BJP would realize that only constructive policies of the government will benefit the people and make all of them happy. BJP should not resort to divisive policies if it wants to continue to stay in power. It has to raise its level and stand apart from the other parties for its own good and for the good of the country.
 
I have a feeling that Modi would been disinclined to act on communal lines given all his goodwill gestures after he came to power. There may have been pressure on him. If that is the case, Modi would emerge stronger in the party after this poor show in the elections by the BJP.
 
Look at the analysis done by The Hindu...As per this it does not look like a setback!

BJP slides in by-polls, but history backs trend - The Hindu

However, winning a big mandate in general election has never been a guarantee of sweeping by-elections. In October 2004, in the first by-polls after it came to power in April-May 2004, the Congress won just 16 of 46 seats – nearly the same proportion as the BJP just won. In those by-polls too, the Congress won fewer seats than it held, coming down from 18 seats to 16 seats, The Hindu found.

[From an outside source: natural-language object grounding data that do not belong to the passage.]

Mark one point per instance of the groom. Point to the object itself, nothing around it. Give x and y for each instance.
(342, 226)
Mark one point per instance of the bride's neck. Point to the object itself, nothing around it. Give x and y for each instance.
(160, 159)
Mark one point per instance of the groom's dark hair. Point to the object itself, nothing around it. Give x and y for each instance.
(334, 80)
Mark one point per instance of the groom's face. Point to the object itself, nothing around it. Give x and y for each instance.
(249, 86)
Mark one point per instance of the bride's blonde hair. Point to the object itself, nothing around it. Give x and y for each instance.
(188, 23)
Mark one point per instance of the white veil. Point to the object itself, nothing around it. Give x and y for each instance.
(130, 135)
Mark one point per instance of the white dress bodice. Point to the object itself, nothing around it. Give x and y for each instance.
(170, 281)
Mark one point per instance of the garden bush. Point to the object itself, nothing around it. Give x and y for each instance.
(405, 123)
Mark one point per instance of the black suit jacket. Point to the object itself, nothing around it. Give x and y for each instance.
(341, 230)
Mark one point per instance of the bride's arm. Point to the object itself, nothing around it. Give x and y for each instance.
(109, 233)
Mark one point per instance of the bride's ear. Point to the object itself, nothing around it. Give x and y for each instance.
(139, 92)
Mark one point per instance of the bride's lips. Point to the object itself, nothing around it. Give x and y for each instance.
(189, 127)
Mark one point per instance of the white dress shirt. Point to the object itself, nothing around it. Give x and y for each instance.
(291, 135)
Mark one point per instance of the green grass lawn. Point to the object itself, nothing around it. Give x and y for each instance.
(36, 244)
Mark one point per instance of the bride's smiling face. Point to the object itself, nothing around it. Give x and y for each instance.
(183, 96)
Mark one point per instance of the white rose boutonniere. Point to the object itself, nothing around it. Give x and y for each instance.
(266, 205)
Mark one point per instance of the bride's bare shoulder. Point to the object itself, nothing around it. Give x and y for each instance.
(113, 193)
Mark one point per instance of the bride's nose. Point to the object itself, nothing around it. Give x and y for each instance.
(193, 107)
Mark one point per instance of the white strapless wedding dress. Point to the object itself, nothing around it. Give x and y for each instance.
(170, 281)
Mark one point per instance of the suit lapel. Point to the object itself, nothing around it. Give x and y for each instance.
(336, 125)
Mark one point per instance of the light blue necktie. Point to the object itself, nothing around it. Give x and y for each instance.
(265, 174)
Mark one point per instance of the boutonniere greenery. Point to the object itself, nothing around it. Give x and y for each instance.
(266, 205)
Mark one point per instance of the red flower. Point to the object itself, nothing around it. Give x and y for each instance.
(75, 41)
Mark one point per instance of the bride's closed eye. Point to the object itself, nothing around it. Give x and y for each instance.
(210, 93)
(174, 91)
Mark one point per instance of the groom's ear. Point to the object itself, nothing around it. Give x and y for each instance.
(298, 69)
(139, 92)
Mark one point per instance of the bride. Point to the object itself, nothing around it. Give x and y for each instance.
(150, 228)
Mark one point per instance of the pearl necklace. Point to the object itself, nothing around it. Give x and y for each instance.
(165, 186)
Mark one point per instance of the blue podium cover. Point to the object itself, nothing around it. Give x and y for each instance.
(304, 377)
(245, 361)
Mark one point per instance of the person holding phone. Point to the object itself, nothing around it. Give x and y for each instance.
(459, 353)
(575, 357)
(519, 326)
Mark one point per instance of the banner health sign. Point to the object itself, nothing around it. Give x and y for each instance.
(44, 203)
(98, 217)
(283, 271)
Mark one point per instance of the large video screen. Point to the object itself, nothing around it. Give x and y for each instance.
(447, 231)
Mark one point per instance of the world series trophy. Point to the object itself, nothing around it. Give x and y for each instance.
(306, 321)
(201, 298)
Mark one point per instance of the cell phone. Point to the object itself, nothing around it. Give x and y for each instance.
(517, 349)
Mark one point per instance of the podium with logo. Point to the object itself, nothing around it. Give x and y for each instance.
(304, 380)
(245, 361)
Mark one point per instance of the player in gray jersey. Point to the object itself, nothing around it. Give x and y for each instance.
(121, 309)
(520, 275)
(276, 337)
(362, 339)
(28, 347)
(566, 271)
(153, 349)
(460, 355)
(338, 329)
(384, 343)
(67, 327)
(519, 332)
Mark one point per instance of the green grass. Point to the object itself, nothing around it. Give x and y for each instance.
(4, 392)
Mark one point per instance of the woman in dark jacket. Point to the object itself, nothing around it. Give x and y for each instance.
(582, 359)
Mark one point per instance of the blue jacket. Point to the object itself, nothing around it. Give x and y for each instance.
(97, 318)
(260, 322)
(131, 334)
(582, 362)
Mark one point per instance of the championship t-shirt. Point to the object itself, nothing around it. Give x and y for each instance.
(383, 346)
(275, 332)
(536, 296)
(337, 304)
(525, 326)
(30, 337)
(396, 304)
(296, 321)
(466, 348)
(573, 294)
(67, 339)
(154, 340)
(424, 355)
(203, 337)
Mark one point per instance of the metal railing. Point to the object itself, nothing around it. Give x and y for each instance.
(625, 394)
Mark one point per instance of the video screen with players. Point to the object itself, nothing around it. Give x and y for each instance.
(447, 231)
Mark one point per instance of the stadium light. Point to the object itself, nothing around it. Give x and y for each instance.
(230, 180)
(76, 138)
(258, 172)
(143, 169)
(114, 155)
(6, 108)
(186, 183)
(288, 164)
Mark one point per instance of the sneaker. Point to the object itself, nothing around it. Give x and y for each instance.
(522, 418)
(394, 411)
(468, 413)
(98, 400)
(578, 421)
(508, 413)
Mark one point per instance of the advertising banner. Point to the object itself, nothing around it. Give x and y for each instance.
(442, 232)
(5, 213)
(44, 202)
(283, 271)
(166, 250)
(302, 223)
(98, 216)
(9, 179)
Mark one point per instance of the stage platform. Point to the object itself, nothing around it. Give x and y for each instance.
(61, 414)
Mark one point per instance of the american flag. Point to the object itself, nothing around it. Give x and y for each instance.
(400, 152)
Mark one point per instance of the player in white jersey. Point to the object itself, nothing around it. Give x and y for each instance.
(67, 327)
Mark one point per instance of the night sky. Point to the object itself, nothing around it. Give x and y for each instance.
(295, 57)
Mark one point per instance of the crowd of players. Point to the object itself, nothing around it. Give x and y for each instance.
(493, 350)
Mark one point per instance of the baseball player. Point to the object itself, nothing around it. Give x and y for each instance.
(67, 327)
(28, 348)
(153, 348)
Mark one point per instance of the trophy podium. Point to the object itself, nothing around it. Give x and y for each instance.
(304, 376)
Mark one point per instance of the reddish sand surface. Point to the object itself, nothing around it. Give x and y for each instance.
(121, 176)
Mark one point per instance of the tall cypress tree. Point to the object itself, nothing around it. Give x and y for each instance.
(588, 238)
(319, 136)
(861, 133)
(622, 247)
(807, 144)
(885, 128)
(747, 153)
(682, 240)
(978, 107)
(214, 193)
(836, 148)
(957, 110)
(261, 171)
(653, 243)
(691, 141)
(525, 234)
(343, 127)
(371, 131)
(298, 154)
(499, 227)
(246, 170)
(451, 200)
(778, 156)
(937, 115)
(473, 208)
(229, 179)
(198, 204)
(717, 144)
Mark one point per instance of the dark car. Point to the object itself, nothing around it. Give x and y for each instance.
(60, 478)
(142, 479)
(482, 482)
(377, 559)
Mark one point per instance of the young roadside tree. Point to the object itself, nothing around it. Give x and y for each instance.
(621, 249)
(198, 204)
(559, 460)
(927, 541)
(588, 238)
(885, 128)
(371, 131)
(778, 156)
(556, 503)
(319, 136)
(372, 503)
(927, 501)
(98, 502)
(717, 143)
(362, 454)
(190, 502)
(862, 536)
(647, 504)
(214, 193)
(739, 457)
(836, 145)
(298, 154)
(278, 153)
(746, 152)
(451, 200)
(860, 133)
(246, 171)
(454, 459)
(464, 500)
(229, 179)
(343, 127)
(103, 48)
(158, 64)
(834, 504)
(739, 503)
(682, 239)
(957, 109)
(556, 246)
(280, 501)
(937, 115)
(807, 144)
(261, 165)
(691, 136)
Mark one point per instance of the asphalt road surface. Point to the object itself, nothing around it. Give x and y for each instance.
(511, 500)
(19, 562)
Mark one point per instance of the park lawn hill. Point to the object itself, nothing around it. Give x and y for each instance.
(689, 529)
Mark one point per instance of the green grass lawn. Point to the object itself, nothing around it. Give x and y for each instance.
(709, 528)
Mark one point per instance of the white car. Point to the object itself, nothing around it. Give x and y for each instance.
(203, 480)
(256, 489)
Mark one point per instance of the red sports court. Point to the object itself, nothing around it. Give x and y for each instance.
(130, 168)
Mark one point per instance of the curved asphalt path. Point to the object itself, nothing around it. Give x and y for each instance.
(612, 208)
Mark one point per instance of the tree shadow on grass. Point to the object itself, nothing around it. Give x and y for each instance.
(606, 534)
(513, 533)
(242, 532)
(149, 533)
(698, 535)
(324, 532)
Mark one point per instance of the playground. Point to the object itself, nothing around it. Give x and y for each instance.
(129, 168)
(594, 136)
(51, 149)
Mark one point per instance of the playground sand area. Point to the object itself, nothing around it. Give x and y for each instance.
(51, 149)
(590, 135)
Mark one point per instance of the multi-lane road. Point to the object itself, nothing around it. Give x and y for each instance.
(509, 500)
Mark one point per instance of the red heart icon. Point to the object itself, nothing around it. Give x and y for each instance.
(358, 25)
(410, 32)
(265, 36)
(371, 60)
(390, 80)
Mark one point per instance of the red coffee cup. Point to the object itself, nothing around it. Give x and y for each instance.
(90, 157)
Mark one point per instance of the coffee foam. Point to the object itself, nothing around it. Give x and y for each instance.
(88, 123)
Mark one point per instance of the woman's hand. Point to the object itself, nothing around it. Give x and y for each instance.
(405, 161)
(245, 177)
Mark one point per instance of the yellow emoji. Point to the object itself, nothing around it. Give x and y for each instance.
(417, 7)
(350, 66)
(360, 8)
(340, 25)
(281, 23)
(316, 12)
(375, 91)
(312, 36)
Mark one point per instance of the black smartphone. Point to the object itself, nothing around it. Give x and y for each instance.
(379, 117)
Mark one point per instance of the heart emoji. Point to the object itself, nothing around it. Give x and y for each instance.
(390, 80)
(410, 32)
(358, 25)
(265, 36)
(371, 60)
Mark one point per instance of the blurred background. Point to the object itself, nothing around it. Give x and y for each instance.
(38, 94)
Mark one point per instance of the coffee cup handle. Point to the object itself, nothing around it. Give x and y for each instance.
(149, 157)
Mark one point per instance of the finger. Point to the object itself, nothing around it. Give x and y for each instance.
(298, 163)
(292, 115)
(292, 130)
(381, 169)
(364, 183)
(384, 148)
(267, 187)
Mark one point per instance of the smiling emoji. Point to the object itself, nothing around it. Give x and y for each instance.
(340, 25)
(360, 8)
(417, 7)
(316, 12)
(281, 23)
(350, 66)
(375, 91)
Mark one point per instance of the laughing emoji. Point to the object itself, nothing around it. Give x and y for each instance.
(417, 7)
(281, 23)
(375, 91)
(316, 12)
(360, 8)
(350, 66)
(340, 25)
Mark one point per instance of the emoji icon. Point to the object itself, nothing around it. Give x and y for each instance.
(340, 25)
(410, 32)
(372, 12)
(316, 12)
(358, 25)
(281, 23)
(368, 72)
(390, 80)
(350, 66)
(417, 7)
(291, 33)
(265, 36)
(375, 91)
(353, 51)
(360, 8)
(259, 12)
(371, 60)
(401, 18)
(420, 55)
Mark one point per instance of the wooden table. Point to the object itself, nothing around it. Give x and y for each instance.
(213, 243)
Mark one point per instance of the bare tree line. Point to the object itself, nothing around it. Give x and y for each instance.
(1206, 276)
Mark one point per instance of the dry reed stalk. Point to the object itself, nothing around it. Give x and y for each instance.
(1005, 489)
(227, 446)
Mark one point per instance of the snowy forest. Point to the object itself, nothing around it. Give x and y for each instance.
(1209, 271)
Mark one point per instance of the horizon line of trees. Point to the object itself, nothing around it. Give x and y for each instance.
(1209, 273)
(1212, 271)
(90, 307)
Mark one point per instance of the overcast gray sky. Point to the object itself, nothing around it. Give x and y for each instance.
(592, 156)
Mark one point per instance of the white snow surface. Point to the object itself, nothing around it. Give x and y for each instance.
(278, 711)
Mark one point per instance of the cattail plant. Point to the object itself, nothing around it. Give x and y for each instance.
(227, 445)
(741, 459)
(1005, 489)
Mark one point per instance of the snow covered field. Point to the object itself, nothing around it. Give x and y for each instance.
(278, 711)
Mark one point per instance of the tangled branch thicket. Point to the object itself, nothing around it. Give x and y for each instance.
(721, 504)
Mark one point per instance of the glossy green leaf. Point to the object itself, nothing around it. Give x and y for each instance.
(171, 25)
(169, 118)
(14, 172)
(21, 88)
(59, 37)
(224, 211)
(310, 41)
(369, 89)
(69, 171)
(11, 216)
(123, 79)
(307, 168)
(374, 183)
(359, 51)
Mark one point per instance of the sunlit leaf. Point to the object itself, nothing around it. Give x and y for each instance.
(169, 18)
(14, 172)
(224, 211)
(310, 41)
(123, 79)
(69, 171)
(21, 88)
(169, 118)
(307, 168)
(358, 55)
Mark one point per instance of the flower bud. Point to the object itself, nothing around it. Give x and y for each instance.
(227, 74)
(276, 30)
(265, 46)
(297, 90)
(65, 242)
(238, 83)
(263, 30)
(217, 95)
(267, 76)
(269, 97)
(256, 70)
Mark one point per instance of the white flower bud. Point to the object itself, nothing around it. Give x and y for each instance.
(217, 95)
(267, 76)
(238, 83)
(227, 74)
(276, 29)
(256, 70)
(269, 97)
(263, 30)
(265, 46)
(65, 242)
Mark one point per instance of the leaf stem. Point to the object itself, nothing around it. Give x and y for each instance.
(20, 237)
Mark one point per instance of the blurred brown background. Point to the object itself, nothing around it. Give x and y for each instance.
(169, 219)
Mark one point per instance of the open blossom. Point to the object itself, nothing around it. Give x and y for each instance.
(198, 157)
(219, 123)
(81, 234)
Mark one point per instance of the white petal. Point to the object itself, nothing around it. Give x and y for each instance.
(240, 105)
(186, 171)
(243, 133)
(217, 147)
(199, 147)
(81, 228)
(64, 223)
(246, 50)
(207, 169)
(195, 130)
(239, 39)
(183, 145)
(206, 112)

Political researchers Rahul Verma and Paranav Gupta of the Centre for the Study of Developing Societies analysed 1,100 by-elections for Assembly seats and 213 by-elections for parliamentary seats that took place between 1967 and 2012. They found that the ruling party in the State was more likely to win the by-polls than the ruling party in the centre. In fact, when the incumbent party at the State and Centre were different – as is the case with the Samajwadi Party in Uttar Pradesh at the moment – the party ruling in the State was twice as likely to win the by-poll. Even so, by-polls were an indicator of purely local dynamics, and not even State-level trends, they found.
 
It seems to me that more than local dynamics at work here. Otherwise how would one explain the poor show in Rajasthan and loss of seats in Gujarat. It seems Congress and SP have effectively made BJP's strategy work against it.